Etwa zwei Drittel aller dokumentierten Angriffe sind Ransomware-Angriffe. Hauptziel sind Industrie- und Produktionsbetriebe, wobei Phishing, Angriffe auf Clouddienste und Datenlecks zu den häufigsten Angriffspfaden zählen. Ein Unternehmen kann bereits durch einen Klick auf einen infizierten Link oder eine kompromittierte Dienstleisterverbindung ernsthaft gefährdet sein. Damit beginnt das Dominospiel: Die IT-Systeme werden verschlüsselt, Daten abgezogen, Dienstleistungen blockiert. Die Folge sind Produktions- oder Versorgungsausfälle, Vertrauensverlust bei Kundschaft und Partnern, regulatorische Meldepflichten und hohe Kosten, manchmal bis zur Insolvenz.

Die Folgen gehen weit über den direkten finanziellen Schaden hinaus: Unternehmen sehen sich Produktionsstillständen gegenüber, Lieferketten brechen, Reputationsverluste setzen ein, Kundendaten geraten in falsche Hände, gesetzliche Meldepflichten werden aktiviert.
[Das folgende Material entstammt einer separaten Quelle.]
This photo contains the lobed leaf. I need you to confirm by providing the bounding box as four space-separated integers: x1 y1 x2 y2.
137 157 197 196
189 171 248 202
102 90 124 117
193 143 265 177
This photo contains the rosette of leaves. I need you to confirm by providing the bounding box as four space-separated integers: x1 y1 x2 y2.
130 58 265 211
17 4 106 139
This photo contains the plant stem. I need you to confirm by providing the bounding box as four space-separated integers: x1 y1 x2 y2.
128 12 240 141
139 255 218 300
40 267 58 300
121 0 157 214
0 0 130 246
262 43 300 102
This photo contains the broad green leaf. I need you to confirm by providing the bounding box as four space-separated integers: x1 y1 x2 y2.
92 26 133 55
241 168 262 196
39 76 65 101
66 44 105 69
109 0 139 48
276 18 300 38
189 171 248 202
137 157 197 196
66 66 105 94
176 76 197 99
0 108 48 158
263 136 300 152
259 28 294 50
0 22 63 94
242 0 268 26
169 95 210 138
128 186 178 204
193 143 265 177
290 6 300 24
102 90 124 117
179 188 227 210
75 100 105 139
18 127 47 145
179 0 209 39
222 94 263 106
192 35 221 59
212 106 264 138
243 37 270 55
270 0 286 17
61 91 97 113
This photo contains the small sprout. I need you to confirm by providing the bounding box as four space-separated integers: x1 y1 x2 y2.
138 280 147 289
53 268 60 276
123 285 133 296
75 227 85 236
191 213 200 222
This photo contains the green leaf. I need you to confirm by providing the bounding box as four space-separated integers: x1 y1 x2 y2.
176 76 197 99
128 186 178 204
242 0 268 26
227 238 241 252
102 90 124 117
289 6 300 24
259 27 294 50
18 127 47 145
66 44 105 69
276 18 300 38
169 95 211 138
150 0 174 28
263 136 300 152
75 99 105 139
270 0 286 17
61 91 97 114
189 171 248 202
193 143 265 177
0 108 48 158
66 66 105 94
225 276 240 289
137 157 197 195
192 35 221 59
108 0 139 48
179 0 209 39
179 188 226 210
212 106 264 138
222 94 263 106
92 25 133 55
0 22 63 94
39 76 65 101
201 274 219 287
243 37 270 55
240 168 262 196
Der Schlüssel ist Resilienz auf allen Ebenen. Kritische Systeme müssen identifiziert, Risiken analysiert und priorisiert werden. Technische Maßnahmen wie Firewalls, Multi-Faktor-Authentifizierung, Verschlüsselung, Updates und Back-ups sichern IT-Systeme. Physische Maßnahmen wie Zutrittskontrollen, Videoüberwachung und redundante Versorgung schützen Anlagen.

Organisation und Governance spielen eine ebenso große Rolle: Sicherheitsbeauftragte, Notfall- und Krisenpläne sowie regelmäßige Audits und Simulationen sorgen dafür, dass Unternehmen vorbereitet sind. Mitarbeiterschulungen erhöhen die Abwehr gegen Phishing und Social Engineering, während Lieferketten durch Audits und Sicherheitsvorgaben abgesichert werden. Monitoring-Systeme und Incident-Response-Pläne ermöglichen schnelle Reaktion und Einhaltung gesetzlicher Meldepflichten nach KRITIS, NIS2 und CER.

Kontinuierliche Verbesserung rundet das Konzept ab: Lessons Learned, Penetrationstests und Anpassungen an neue Bedrohungen sichern die Widerstandsfähigkeit. So bleiben Unternehmen auch in Krisenzeiten handlungsfähig und schützen gleichzeitig die Gesellschaft, die von ihren Infrastrukturen abhängt.

Denn in einer Zeit, in der nahezu jede Organisation im Schnitt tausendfach pro Woche Ziel von Angriffen wird, reicht es nicht mehr, reaktiv zu handeln. Die CER und NIS2 Regelungen bilden den gesetzlichen Rahmen für diesen Paradigmenwechsel: weg vom Einzelkampf, hin zu systematischer Resilienz.